‘Vatandaşlık tanımı’nı kim, neden tartışmaya açtı?
Öcalan’ın çağrısı…
PKK’nın kuruluş gerekçelerinden…
Bütün teorilerinden vazgeçti.
Bağımsız devlet talebi yok.
Federasyon isteği bulunmuyor.
Özerklikten söz etmiyor.
Kültürel özerkliği gündeme getirmiyor.
“Anayasa’da vatandaşlık tanımı değişsin.” demiyor.
Ama birileri ortalığa çıktı.
“Vatandaşlık tanımı değişsin.” diyor.
NEDEN RAHATSIZLAR
“Medeni Bilgiler” kitabı…
Atatürk kendi el yazısıyla not düşmüştü:
“Türkiye Cumhuriyeti'ni kuran Türkiye halkına Türk milleti denir.”
Bu ırkçı bir tanım değil.
“Türk halkı” demiyor.
“Türkiye halkına” ifadesini kullanıyor.
Herkesi “Türk milleti” olarak birleştiriyor.
Anayasa’nın 66. maddesi…
Vatandaşlığı tanımlıyor.
Atatürk’ün tarifine uygun.
Özetle şöyle deniliyor:
“Türk devletine vatandaşlık bağı ile bağlı olan herkes Türk'tür.”

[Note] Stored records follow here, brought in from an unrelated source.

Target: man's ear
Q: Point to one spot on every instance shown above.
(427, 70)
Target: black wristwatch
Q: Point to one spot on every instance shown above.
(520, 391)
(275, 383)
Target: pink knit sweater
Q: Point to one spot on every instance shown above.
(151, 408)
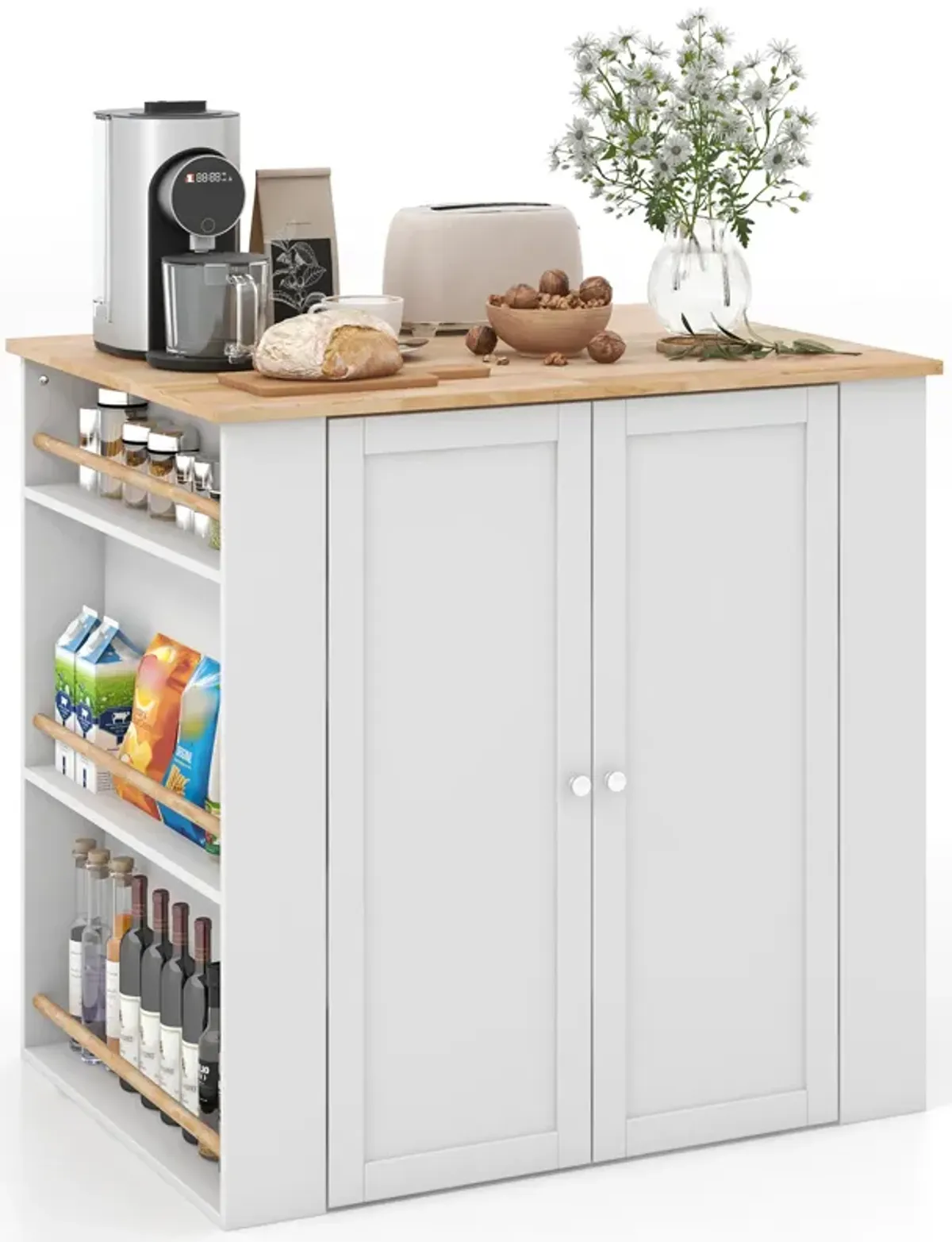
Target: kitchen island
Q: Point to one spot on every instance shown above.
(573, 759)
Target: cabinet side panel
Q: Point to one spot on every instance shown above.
(883, 713)
(273, 816)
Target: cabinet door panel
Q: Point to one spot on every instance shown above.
(715, 675)
(459, 892)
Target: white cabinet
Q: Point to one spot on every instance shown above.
(715, 694)
(468, 556)
(459, 883)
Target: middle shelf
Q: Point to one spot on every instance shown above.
(149, 839)
(133, 527)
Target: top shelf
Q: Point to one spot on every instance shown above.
(642, 371)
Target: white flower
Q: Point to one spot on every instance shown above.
(678, 148)
(778, 160)
(758, 94)
(784, 50)
(653, 48)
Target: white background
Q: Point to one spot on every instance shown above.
(435, 99)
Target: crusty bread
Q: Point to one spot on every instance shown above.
(360, 353)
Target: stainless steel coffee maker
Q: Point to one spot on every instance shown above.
(169, 186)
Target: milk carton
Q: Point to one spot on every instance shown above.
(106, 670)
(65, 677)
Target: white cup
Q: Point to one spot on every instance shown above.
(385, 306)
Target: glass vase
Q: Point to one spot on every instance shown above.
(701, 277)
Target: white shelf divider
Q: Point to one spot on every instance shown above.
(97, 1092)
(134, 527)
(148, 837)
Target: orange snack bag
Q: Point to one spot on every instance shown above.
(151, 738)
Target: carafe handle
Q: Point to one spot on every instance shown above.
(244, 290)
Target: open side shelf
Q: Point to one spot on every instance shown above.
(147, 837)
(133, 527)
(162, 1147)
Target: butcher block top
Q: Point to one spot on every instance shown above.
(642, 371)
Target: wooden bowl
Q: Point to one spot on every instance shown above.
(547, 332)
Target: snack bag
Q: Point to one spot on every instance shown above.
(190, 764)
(149, 743)
(106, 670)
(65, 683)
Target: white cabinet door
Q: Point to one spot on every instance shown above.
(459, 865)
(715, 694)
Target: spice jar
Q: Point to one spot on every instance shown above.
(136, 456)
(202, 487)
(185, 479)
(116, 409)
(164, 444)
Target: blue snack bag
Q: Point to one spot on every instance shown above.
(190, 763)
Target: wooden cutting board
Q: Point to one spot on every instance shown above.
(266, 386)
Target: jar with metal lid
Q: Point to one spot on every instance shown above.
(136, 456)
(164, 445)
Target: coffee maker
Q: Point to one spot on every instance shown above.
(169, 188)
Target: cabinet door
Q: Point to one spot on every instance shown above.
(715, 694)
(459, 868)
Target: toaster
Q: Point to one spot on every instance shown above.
(444, 260)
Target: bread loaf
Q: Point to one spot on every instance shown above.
(329, 344)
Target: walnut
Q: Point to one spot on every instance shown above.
(595, 287)
(481, 340)
(606, 347)
(521, 297)
(554, 281)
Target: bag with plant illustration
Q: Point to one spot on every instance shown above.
(294, 225)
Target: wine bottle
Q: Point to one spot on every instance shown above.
(132, 948)
(81, 848)
(195, 1015)
(121, 882)
(96, 933)
(209, 1059)
(151, 1009)
(178, 969)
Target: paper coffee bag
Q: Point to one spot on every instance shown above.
(294, 225)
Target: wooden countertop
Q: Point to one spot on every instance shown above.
(642, 371)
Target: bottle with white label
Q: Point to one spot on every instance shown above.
(176, 971)
(133, 945)
(151, 1009)
(81, 848)
(195, 1016)
(121, 881)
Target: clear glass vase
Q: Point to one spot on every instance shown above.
(701, 277)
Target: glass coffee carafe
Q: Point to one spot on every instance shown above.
(215, 307)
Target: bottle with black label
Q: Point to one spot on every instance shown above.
(151, 1010)
(132, 948)
(194, 1019)
(178, 969)
(81, 848)
(209, 1059)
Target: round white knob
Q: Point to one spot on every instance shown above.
(581, 786)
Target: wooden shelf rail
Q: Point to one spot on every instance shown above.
(116, 470)
(122, 1068)
(125, 771)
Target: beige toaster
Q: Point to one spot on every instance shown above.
(444, 260)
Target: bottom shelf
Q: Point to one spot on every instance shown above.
(140, 1129)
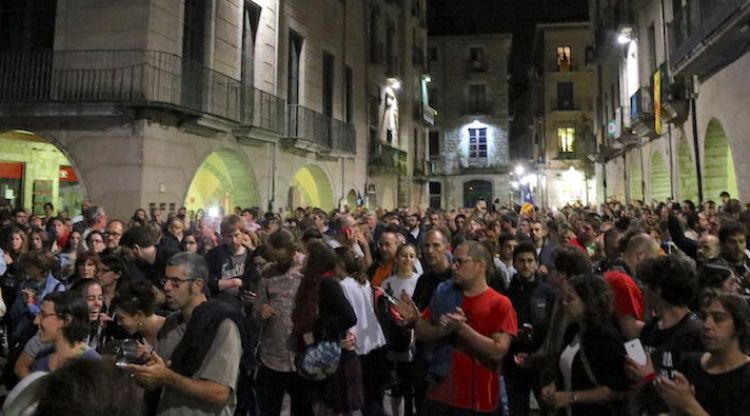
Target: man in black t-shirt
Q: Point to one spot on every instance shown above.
(717, 382)
(670, 286)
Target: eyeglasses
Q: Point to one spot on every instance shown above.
(461, 261)
(44, 315)
(174, 281)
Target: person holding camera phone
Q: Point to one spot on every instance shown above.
(533, 299)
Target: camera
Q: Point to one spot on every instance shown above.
(126, 353)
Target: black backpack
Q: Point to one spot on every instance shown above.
(8, 377)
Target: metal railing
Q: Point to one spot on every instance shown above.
(322, 130)
(126, 76)
(386, 158)
(159, 79)
(695, 21)
(641, 105)
(263, 109)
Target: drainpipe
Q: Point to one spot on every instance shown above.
(670, 139)
(696, 146)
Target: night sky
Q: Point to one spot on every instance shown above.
(460, 17)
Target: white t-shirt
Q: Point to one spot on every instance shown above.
(398, 284)
(367, 330)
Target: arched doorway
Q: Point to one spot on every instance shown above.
(476, 190)
(688, 180)
(35, 170)
(224, 180)
(660, 188)
(635, 177)
(310, 187)
(352, 197)
(719, 173)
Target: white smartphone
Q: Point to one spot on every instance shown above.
(636, 352)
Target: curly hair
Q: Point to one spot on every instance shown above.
(673, 276)
(737, 307)
(570, 260)
(596, 297)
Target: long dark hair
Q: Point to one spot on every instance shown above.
(596, 298)
(352, 264)
(321, 262)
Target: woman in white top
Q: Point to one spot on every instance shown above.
(403, 280)
(369, 339)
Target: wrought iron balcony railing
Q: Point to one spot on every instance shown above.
(320, 129)
(384, 158)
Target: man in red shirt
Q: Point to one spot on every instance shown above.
(480, 332)
(628, 297)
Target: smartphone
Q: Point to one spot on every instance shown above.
(636, 352)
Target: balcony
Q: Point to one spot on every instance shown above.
(136, 78)
(311, 131)
(642, 113)
(385, 158)
(476, 108)
(707, 35)
(570, 105)
(263, 110)
(483, 166)
(423, 113)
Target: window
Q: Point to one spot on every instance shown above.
(295, 55)
(478, 143)
(432, 53)
(564, 58)
(565, 96)
(349, 95)
(434, 96)
(328, 83)
(27, 24)
(434, 144)
(652, 47)
(436, 190)
(477, 99)
(476, 53)
(566, 138)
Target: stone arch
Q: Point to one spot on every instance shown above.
(688, 180)
(659, 178)
(311, 186)
(48, 172)
(225, 180)
(351, 198)
(719, 174)
(635, 177)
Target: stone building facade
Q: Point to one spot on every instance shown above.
(468, 148)
(201, 103)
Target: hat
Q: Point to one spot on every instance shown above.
(137, 236)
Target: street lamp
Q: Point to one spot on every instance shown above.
(624, 35)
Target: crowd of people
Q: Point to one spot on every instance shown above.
(617, 309)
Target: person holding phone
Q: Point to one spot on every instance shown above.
(716, 382)
(591, 378)
(670, 286)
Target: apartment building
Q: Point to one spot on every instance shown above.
(671, 78)
(562, 87)
(201, 103)
(468, 149)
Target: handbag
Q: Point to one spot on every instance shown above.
(319, 360)
(613, 409)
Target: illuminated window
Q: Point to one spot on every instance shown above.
(566, 138)
(564, 58)
(478, 143)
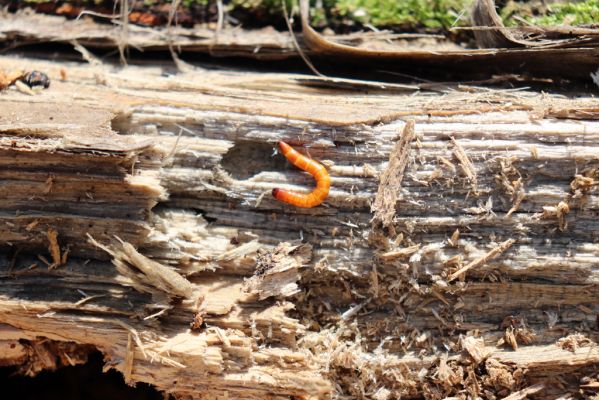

Irkçı değil hukuki bir tanım.
Ne var bunda?
Kim, neden rahatsız oluyor?
KİM BAŞLATTI
Öcalan bile istemedi.
Ama nedense birileri gündeme getirdi.
Önce eski Başbakan Binali Yıldırım…
“Vatandaşlık tanımını yeni anayasada gözden geçirilebiliriz.” dedi.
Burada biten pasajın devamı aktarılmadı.